Der im Hälfteeigentum der Liegenschaft stehenden Antragsteller begehrte die Ersetzung der Zustimmung der Antragsgegner (als restliche Miteigentümer zu je einem Achtel [Erst- und Zweitantragsgegner] sowie einem Viertel [Drittantragsgegner]) zur gerichtlichen Aufkündigung der vom Drittantragsgegner gemieteten Wohnungen.

OGH: Eine wichtige Veränderung iSd § 834 ABGB ist (nicht nur der Abschluss, sondern auch) die Aufkündigung von Bestandverträgen mit Miteigentümern. Liegt Stimmengleichheit vor (§ 835 letzter Satz ABGB), dann hat der Außerstreitrichter sowohl in Sachen der ordentlichen Verwaltung als auch bei wichtigen Veränderungen nach den Bestimmungen des § 835 ABGB zu entscheiden. Gegenstand der richterlichen Beschlussfassung nach § 835 ABGB ist die Frage, ob die (wichtige) Veränderung ohne Einschränkung oder unter Bedingungen (Sicherstellung) bewilligt oder überhaupt abgelehnt wird. Diese Ermessensentscheidung hängt davon ab, ob die Veränderung offenbar (also eindeutig) vorteilhaft, bedenklich oder nachteilig ist. Ob dies der Fall ist, ist nach den Umständen des Einzelfalls und vom Standpunkt der Gesamtheit aller Miteigentümer und nicht allein von jenem des Mehrheitseigentümers aus zu beurteilen. In die bei der Entscheidung über die beabsichtigte wichtige Veränderung vorzunehmende Abwägung der Gesamtinteressen der Eigentumsgemeinschaft hat auch eine angemessene Berücksichtigung der subjektiven Lage der einzelnen Teilhaber, also der persönlichen und familiären Verhältnisse und Bedürfnisse einzufließen. Das folgt schon aus der innerhalb eines Gemeinschaftsverhältnisses bestehenden Treuepflicht, die auch die Rücksichtnahme auf die Interessen der übrigen Teilhaber erfordert. Es kommt auch nicht nur auf finanzielle Interessen an; vielmehr sind die gesamten Umstände des Falles zu berücksichtigen; insbesondere auch ein persönliches (immaterielles) Interesse eines Miteigentümers am Weiterbestehen seiner Wohnmöglichkeit.

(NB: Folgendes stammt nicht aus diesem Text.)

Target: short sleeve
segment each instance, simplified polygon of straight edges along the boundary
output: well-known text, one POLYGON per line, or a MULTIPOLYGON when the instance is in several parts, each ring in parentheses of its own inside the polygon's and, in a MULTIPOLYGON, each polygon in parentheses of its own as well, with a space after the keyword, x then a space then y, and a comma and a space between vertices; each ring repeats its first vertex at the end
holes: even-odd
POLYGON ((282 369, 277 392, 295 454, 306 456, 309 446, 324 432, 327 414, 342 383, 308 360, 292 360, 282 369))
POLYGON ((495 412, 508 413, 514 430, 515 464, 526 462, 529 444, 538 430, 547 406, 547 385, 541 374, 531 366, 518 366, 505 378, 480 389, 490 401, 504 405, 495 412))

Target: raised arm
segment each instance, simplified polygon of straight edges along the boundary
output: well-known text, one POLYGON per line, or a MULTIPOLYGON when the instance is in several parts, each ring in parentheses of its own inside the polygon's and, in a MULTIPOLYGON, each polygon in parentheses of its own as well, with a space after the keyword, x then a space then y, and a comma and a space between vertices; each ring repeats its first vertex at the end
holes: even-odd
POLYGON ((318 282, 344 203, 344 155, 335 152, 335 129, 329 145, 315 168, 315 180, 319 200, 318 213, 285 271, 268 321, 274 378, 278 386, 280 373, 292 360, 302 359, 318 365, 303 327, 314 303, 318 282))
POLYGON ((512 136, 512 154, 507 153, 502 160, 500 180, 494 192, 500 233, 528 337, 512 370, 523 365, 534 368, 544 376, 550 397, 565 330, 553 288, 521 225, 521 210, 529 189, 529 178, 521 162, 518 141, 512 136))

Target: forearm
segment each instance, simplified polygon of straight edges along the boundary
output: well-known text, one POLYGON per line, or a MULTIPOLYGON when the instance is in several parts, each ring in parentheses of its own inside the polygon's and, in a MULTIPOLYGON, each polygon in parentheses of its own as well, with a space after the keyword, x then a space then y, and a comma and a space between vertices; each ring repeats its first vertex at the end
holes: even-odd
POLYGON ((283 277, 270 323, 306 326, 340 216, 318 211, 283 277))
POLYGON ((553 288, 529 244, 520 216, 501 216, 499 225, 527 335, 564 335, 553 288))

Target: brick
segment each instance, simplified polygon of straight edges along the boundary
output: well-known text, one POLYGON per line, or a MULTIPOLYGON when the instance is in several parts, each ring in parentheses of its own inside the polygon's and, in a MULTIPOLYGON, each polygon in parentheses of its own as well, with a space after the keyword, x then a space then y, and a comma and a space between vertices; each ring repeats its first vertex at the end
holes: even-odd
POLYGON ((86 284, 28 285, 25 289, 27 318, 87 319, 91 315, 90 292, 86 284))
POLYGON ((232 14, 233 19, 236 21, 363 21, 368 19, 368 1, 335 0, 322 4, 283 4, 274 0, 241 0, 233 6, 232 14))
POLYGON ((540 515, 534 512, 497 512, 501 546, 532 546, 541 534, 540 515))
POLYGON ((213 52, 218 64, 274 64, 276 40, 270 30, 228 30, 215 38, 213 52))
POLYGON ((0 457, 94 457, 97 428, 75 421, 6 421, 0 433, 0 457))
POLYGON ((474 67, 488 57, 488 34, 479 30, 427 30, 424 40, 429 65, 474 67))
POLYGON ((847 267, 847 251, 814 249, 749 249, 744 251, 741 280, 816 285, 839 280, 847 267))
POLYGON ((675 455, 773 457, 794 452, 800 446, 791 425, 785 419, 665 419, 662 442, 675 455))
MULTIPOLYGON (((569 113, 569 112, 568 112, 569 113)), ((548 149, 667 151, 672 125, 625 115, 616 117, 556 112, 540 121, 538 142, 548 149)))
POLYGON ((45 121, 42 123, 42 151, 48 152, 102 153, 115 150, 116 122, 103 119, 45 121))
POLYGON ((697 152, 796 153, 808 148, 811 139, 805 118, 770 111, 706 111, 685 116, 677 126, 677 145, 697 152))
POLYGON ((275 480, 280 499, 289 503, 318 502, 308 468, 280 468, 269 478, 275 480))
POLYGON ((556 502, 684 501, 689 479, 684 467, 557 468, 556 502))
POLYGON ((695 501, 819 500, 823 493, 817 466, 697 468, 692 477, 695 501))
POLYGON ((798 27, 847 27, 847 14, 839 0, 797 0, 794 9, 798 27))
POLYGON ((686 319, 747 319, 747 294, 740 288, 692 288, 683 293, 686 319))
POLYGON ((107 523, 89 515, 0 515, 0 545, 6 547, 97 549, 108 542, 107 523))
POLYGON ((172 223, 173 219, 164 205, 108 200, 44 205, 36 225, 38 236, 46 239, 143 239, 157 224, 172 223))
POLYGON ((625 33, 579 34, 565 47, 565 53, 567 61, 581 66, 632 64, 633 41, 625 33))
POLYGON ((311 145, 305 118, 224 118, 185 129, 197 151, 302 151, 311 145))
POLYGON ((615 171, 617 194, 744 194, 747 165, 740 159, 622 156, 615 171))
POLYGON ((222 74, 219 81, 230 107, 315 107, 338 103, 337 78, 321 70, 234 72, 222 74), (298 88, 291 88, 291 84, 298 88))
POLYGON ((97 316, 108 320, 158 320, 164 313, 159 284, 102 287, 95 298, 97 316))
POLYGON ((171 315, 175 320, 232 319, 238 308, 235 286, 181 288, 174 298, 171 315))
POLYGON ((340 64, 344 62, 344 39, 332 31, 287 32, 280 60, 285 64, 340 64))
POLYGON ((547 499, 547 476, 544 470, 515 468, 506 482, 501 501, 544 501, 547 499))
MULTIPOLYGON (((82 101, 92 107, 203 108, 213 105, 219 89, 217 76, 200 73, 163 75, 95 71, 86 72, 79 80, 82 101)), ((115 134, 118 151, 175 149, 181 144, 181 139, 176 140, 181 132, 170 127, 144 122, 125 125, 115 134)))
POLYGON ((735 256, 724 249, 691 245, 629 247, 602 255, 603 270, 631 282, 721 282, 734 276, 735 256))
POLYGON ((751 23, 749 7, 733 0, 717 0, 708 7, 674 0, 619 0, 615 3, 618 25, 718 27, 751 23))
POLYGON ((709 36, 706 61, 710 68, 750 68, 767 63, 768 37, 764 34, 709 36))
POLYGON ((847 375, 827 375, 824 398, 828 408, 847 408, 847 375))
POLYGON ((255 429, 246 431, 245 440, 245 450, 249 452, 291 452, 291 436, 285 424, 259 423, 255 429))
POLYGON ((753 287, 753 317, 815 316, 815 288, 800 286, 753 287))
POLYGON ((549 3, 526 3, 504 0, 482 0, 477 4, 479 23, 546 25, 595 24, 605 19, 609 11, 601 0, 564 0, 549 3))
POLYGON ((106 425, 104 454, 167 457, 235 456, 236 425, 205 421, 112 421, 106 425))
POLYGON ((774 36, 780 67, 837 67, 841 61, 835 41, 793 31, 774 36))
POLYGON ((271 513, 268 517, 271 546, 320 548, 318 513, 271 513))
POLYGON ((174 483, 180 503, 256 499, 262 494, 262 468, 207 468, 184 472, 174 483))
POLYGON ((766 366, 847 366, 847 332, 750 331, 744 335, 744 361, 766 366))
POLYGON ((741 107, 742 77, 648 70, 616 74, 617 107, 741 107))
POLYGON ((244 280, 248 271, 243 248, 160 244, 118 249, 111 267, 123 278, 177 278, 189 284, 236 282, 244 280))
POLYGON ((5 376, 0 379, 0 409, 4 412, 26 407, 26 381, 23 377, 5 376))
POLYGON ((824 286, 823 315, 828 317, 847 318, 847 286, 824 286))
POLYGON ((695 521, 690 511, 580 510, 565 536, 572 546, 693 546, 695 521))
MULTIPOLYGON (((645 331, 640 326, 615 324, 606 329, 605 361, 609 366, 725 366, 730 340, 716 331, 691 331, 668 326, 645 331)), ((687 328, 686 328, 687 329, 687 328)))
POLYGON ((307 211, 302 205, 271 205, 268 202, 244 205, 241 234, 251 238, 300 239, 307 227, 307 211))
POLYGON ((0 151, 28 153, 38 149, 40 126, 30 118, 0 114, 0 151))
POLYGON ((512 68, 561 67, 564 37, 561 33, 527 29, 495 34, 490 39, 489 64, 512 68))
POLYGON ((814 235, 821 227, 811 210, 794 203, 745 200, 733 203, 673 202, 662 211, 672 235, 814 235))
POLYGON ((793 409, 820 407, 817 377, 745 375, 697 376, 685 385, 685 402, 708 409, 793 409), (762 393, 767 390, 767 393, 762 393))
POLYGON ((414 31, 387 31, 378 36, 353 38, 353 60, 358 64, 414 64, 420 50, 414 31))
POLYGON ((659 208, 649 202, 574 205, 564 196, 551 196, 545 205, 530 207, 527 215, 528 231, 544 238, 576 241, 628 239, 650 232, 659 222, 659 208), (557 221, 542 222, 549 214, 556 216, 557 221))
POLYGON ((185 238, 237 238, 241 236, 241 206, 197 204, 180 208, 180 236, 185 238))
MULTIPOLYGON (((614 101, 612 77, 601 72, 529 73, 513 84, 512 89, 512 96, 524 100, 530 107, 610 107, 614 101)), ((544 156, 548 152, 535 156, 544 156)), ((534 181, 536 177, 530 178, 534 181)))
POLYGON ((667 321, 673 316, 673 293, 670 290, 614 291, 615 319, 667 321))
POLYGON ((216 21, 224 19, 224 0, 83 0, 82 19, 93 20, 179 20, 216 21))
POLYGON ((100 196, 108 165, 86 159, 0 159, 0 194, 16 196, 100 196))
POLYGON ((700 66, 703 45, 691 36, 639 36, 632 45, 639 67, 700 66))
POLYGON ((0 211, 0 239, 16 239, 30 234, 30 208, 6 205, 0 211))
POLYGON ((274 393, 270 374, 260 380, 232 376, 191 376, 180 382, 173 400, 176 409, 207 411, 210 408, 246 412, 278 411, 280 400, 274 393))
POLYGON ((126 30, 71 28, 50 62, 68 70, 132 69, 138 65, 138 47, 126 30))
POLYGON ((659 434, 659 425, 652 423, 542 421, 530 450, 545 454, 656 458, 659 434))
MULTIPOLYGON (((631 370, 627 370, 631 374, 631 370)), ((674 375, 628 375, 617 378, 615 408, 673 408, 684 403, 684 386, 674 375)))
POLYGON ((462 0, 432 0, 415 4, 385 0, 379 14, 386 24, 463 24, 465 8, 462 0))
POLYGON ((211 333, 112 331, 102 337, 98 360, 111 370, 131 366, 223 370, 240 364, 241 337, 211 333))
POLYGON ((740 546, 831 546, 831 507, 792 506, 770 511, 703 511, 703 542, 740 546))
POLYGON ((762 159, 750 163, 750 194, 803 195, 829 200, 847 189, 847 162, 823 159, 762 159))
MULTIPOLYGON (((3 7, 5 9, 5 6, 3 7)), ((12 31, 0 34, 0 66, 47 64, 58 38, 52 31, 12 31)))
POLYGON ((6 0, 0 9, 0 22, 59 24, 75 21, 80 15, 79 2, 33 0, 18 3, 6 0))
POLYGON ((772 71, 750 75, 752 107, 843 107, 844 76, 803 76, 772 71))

Der Außerstreitrichter hat auch die Entscheidung über die Genehmigung der Aufkündigung eines Minderheitseigentümers nach Ermessen danach zu fällen, ob die von der Mehrheit beschlossene (oder vorgesehene) Maßnahme offenbar vorteilhaft ist, zB wenn nach Räumung bessere Verwendungsaussichten für das Objekt bestehen und die Miteigentumsgemeinschaft dadurch höhere Mieteinnahmen erwarten kann. Zu einer aussichtslosen Kündigung eines Miteigentümers hat der Außerstreitrichter keine Ermächtigung zu erteilen; in diesem Fall kann eine Aufkündigung nicht vorteilhaft sein, weil dann eben die Maßnahme nicht nur nicht erfolgreich ist, sondern auch noch zur Belastung mit Prozesskosten führt. Die bloße Möglichkeit der Erfolglosigkeit der Aufkündigung rechtfertigt allerdings die Versagung der Genehmigung nicht. Die Genehmigungsfähigkeit wichtiger Änderungen stellt stets auf die Umstände des Einzelfalls ab. Die voraussichtlich erfolgreiche Kündigung eines Miteigentümers muss offenkundig vorteilhaft für die Gesamtheit der Miteigentümerschaft sein, weil die erfolgreiche Aufkündigung eines Mietvertrags mit einem weder säumigen noch sonst vertragswidrig agierenden Miteigentümer nicht gleichsam automatisch mit einem Vorteil für die Miteigentumsgemeinschaft gleichgesetzt werden kann.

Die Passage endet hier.